Charleston’s chefs stay current while honoring the classics
Tommy Werner

The New York Times recently published an article about a national cooking trend: tweezers. Normally used for delicate surgeries that grant life to the human body, these tools have come into the avant-garde hands of chefs who use them to delicately craft dishes that grant life back to conventionalized taste buds. What was once too gossamer to realize is now on high-end plates.     
Micromanaged cooking marks an ideological shift for the chefs’ paintings. As disparate tools like blowtorches invade the kitchen, Iron Chefs duke it out using an unimaginable combination of technology and taste. They turn an established ingredient into something scientifically crafted and artistically executed. Final products are wildly different sense explosions.     
Where do the chefs of Charleston, long reputed for platters of shrimp and hominy, fall into mix? Are they doomed to be lost in norms while the rest of the culinary world blossoms?
Not at all - in fact, Charleston is blazing paths of its own. Radar Magazine called Charleston “the coolest city in the South,” and the town’s chefs are revamping classics without losing the taste of what makes them classic. The city is becoming a mark on the map without losing its mark on history.     
McCrady’s Chef Sean Brock combines history with flexibility. The executive chef at a restaurant that served George Washington, Brock now uses a technological array on par with James Bond. From freeze driers to microscopic thermometers, Brock’s scientists break into the future to manipulate expectations. Even with “the toys in the kitchen,” they never lose track of what layers of “hyper-creativity” have modified: the food and what brought it here.     
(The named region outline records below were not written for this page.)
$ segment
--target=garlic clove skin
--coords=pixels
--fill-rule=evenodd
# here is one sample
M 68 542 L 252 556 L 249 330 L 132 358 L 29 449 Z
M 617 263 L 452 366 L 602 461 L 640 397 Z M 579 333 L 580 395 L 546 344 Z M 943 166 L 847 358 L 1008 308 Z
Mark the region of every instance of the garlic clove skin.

Raised in Virginia and revered in Charleston, Sean Brock sees the tradition of farm-grown food as integral to the artwork he creates.
When I arrive, he is on the kitchen phone. Upon hanging up, he says, “I was asked ‘Are you serious?’ when I said I didn’t want to buy fish from Hawaii because it’s bad for the environment.”
“Ingredients from the back door” are a fixed variable in Brock’s modern “PIE” theory: the product, added with artistic ideas and scientific execution. Tradition is PIE’s guiding light. “We want to preach the gospel of Southern cooking,” Brock says. His brand of Southern cooking takes the food out of rigid dogmas and into a fresher set of tastes.     
The most successful restaurants in the area understand that the tampering of taste makes all the difference between mundane and modern. Chef Jason Ulak of Caviar & Bananas uses sensory associations and dish familiarity to serve a “neoclassical” dish. The blending of “ordinary and extraordinary” is the mantra of the bistro’s workings.      
Brock favors sitting down with a dish that people have “flavor memories” of, cutting apart each individual taste and seeing what each brings to the dish, and “plugging in new ingredients that will seem different and odd.” Though the dishes have gone through manipulation, they are presented as effortless.
“We don’t want to scare people or be too complicated,” says Ulak. Caviar & Bananas’ variable menu includes simple macaroni and cheese that is born again with the addition of refined black truffles.     
What they do, in effect, is not burning cookbooks; they simply mimic what people love. The result is something totally new and reviving.
“[Cooking] should be more than filling your belly,” says Ulak, who wants his clients to have “the one dish and never forget it.” These institutions adamantly believe in triggering the senses and never being static in their menus.      
Menus may not be written in stone, but the chefs and management of Charleston restaurants are committed to set their experiences in the memories of their clients. Perhaps it is the love of food and the desire for the extraordinary, and not the stereotypes, that make Charleston cooking work and bring the chefs of yesterday into the kitchens of tomorrow.